Этот тип слишком жизнерадостен для служебного лица в первые часы войны, решил Безил. Жупел газовой атаки не произвел на Пупку достаточного впечатления: она едва слушала от страха; пожалуй, стоит испытать его на более восприимчивом слушателе.
– Не вешайте носа! – сказал Безил. – Возможно, в эту самую минуту вы вдыхаете мышьяковый газ. Следите за своей мочой ближайшие дни.
– Ни хрена себе! Как, бишь, вы сказали, вас зовут?
– ВР-тринадцать.
– А вы что, занимаетесь газом?
– Мы занимаемся всем. Бывайте здоровы. Он повернулся и пошел, но человек в каске следовал за ним по пятам.
– А мы его учуем или как?
– Нет.
– Ну там будем кашлять или что-нибудь в таком роде?
– Нет.
– И вы думаете, они сбросили его прямо вот в эту минуту и улетели, а мы теперь кандидаты в покойники?
– Дорогой мой, я ничего не думаю. Ваш долг уполномоченного ПВО – все разузнать.
– Ни хрена себе!
Будешь знать, как кричать на меня на улице, подумал Безил.
После отбоя в мастерской Пупки Грин собрались ее друзья-приятели.

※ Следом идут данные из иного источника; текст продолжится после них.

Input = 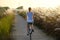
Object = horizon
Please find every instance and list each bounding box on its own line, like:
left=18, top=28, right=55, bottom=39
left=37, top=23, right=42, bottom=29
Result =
left=0, top=0, right=60, bottom=9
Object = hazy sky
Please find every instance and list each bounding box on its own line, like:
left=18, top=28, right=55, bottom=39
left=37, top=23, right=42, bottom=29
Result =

– Я ни капельки не испугался. Я так удивился собственной храбрости, что у меня голова кругом пошла.
– Я тоже не испугался, только настроился на мрачный лад.

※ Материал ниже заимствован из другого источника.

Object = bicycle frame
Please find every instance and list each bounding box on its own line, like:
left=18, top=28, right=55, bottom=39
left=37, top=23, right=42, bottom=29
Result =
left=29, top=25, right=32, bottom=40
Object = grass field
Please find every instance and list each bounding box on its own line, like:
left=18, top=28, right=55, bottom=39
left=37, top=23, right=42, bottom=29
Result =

– А я так просто обрадовался. В конце концов все мы вот уж сколько лет говорили, что существующий строй обречен, правда? Я хочу сказать, для нас выбор всегда был: либо в концентрационный лагерь, либо взлететь на воздух. Я просто сидел и думал: уж лучше взлететь на воздух, чем быть забитым насмерть резиновыми дубинками.
– А я испугалась, – сказала Пупка.
– У вас всегда самые здоровые реакции, дорогая. Право, Эрчман сотворил с вами чудеса.
– Ну, не уверена, что на этот раз мои реакции были такие уж здоровые. Я поймала себя на том, что я молюсь.
– Не может быть! Вот это уж никуда не годится.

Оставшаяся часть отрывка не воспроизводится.